В 1912 году три русские экспедиции ушли в Арктику: выдающегося полярного исследователя, увы – и революционера геолога Владимира Александровича Русанова на шхуне «Геркулес» – на Шпицберген, с тайным намерением пройти потом вокруг северной оконечности Новой Земли в Карское море и пробиться впоследствии, если все будет благополучно, в Тихий океан, но не «дорогой Норденшельда» – вдоль берегов Сибири, а гораздо севернее; В. А. Русанов (как потом выяснилось, справедливо) считал, что там, в океане, вдали от студеных сибирских берегов, меньше льдов; старшего лейтенанта Георгия Яковлевича Седова на шхуне «Св. великомученик Фока» – к Северному полюсу и лейтенанта Георгия Львовича Брусилова – как и Русанова, тоже в Тихий океан, но только уже проторенным Норденшельдом путем вдоль северных берегов России – навстречу пробивающимся этим путем с востока на запад ледокольным транспортам «Вайгач» и «Таймыр» Гидрографической экспедиции Северного Ледовитого океана, в которой он служил до испрашивания отпуска для осуществления своей экспедиции.
Экспедиция Русанова – капитаном «Геркулеса» был отличный полярный мореход, участник экспедиции Руала Амундсена на «Фраме» в Антарктиду и давний друг Владимира Александровича двадцатичетырехлетний Александр Степанович Кучин, а в качестве врача на судне была невеста или жена Русанова француженка Жюльетта Жан – пропала без вести. Первые следы ее: столб с надписью «Геркулес» – были обнаружены топографом Гусевым только в 1934 году на маленьком острове в архипелаге Мона. Около столба были сложены старые нарты и цинковая крышка от патронного ящика. Теперь этот остров носит имя Геркулес. В том же году топограф Цыганюк на другом острове нашел фотоаппарат, около сотни патронов, компас, буссоль, обрывки одежды, мореходную книжку матроса с «Геркулеса» Александра Спиридоновича Чухнина, серебряные именные часы другого матроса – Василия Григорьевича Попова и справку на его имя. Эти вещи, в отличие от находки Гусева, уже свидетельствовали о трагедии.

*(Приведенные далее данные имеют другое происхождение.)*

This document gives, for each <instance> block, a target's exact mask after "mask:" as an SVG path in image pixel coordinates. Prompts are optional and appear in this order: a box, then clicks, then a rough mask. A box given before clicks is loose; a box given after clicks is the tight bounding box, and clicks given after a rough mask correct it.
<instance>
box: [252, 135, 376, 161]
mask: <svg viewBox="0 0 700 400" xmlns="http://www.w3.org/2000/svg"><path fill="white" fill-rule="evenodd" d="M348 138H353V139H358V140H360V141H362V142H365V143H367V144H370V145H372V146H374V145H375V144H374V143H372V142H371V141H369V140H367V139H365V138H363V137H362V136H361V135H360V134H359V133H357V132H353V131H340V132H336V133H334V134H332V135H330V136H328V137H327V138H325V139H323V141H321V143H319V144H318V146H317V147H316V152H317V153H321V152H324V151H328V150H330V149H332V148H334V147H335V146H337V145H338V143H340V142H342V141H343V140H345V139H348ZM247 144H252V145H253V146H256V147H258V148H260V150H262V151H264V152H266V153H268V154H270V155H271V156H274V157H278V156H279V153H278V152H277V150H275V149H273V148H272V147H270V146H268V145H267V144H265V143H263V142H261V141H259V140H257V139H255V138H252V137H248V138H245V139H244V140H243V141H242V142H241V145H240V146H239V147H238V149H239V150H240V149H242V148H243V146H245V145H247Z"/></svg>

Занавес неизвестности в какой-то степени приоткрылся лишь спустя еще сорок лет – учеными, сотрудниками отдела оружия Государственного исторического музея, сравнившими патроны Русанова, найденные в 1934 году, с патронами, обнаруженными в 1921 году около старого костровища известным полярным следопытом Никифором Алексеевичем Бегичевым на полуострове Михайлова (Таймыр) и до последнего времени считавшимися принадлежавшими трагически погибшим в 1919 году матросам из экспедиции Руала Амундсена, которые шли с зажатого льдами судна с почтой на далекий Диксон (помимо патронов и гильз производства 1912 года здесь были металлические пуговицы с клеймом французской фирмы, французская монета в 25 сантимов). Судьба была жестока к ним, как ни к кому другому. Кто-то из них, по одной версии Кнутсен, но скорее Тессем, не дошел до Диксона чуть более двух верст, оставив позади тысячу двести жесточайших километров, он, может, уже видел огни Диксона и, скорее всего, дошел бы до него, если бы не провалился в глубокую береговую расселину. Его останки в августе 1922 года обнаружил все тот же Никифор Алексеевич Бегичев. Может, огни Диксона и сыграли с Тессемом роковую роль – увидев их, он невольно ускорил шаг и не заметил обрыва. По идентичности патронов ученые подтвердили вероятность стоянки русановцев на Таймыре на узкой высокой стрелке западнее крюкообразного полуострова Михайлова.
В недавнем прошлом в течение нескольких лет следы экспедиции Владимира Александровича Русанова искала научно-спортивная экспедиция газеты «Комсомольская правда», но, увы – трагическую загадку экспедиции В. А. Русанова до конца она не разгадала.
Более счастливая судьба была у «Св. великомученика Фоки». Потеряв при неудачном походе к полюсу своего командира, он медленно полз вдоль безлюдных берегов Земли Франца-Иосифа. В топках давно сгорели последние килограммы угля, теперь жгли судовые переборки, а когда везло с охотой – медвежьи и моржовые туши. «Фока» пробивался к острову Нортбрук, чтобы там, на мысе Флора, разобрать на топливо оставленный двадцать лет назад дом английского полярного исследователя Фредерика Джексона, на которого в свое время счастливо вышел из своего ледового похода уже тогда знаменитый Нансен с Иогансеном.
Не так уж много новых земель довелось открыть Фредерику Джексону, но, как мы убедимся далее, у него, видимо, было иное предназначение в жизни: спасать другие экспедиции…
Итак, «Фока» пробивался к острову Нортбрук. Вдруг на пустынном берегу увидели человека. Несказанно обрадовались: «За нами пришел пароход с углем!»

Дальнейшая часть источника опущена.